6. Would you recommend writers pursue an MFA?
I wouldn’t say it’s worth taking on a lot of debt, but sure, why not? If your particular brand of genius is so fragile that it can’t withstand a bad teacher’s scrutiny—can’t overcome a hungover classmate’s offhand critique—you think the world of publishing is going to welcome you with open arms? Ha! I know some great writers who opted out of the MFA but still have solid careers and a list of publication credits a mile long. They all live in New York City. They were all born rich.

7. If you could go back in time and talk to the earlier you, before you started How to Be Better by Being Worse, what would you say?
Go to your Google Drive. Create a new folder. Call it “Cover Art Ideas.” Fill it with artwork you’ve seen in galleries, on street corners, at fancy hotel bars—wherever. Keep track of who made it, and when and where you saw it. Include the artist’s or gallery’s contact info if you have it. Only include images you like, but there’s no need to be stingy. A day will come when you will quickly need a TON of good, affordable options and, well, let’s just say that circumstances may prevent you from doing a worldwide tour of all your favorite galleries. There may even be a chance that the only thing you’ll be able to browse is the internet because everything else will be shut down. Have fun!

8. How did you know when the book was finished?
Call me psychic. I just knew.

9. Who is your most trusted reader of your work and why?
I trust my friend Christine Kwon, a great writer in her own right, to tell me exactly what she thinks without hesitation or apology.

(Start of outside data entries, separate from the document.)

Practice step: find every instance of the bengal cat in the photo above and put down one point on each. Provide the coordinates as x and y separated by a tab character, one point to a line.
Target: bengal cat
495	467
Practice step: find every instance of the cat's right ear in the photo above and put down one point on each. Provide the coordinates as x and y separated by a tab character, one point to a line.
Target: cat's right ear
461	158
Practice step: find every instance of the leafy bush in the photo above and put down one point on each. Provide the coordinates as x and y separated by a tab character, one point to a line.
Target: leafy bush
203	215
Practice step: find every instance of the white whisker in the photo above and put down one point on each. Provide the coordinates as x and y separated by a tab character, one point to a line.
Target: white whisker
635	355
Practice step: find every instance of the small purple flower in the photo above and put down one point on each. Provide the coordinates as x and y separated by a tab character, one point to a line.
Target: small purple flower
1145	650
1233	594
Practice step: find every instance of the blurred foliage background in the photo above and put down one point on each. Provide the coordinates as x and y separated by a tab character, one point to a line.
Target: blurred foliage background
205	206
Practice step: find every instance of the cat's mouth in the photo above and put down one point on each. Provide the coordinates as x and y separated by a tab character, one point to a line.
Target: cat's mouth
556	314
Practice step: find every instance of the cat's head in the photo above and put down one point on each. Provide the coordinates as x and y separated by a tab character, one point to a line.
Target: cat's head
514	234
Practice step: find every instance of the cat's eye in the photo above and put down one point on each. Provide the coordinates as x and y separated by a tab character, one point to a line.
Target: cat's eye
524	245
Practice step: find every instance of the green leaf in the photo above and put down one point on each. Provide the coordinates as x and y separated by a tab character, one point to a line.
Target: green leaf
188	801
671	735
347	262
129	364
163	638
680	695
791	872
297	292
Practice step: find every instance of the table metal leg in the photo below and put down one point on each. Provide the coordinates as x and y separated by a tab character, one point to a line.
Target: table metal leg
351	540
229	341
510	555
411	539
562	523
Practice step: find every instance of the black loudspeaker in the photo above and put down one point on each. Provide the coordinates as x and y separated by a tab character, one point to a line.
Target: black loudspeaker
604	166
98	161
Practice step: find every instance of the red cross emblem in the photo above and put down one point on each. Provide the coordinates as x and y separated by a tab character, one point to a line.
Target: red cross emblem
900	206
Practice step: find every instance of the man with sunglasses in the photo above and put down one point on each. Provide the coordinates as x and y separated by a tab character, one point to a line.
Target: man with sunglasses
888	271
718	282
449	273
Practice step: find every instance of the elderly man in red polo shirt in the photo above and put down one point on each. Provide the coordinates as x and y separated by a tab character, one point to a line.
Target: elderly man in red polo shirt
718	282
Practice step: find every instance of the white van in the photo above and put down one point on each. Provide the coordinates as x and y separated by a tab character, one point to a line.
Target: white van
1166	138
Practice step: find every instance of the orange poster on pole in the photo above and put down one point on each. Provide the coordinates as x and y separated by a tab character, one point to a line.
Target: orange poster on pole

10. What’s the best piece of writing advice you’ve ever heard?
I don’t know if it’s writing advice per se, but in The Virgin Suicides, Jeffrey Eugenides writes: “All wisdom ends in paradox.” Robert Frost, definitely issuing advice in “The Figure a Poem Makes,” said that a poem “begins in delight and ends in wisdom.” Put those two together and you get that poems end in paradoxes, which might be helpful if you are trying to determine whether or not a poem is finished. I wouldn’t be too literal about it and end every poem with a self-contradictory phrase or something like that, but I do think there’s something sort of final and fulfilling about discovering, say, that a poem’s floor is also its ceiling—as I think I did when I finally arrived at the title of “Poem with Trap Door.”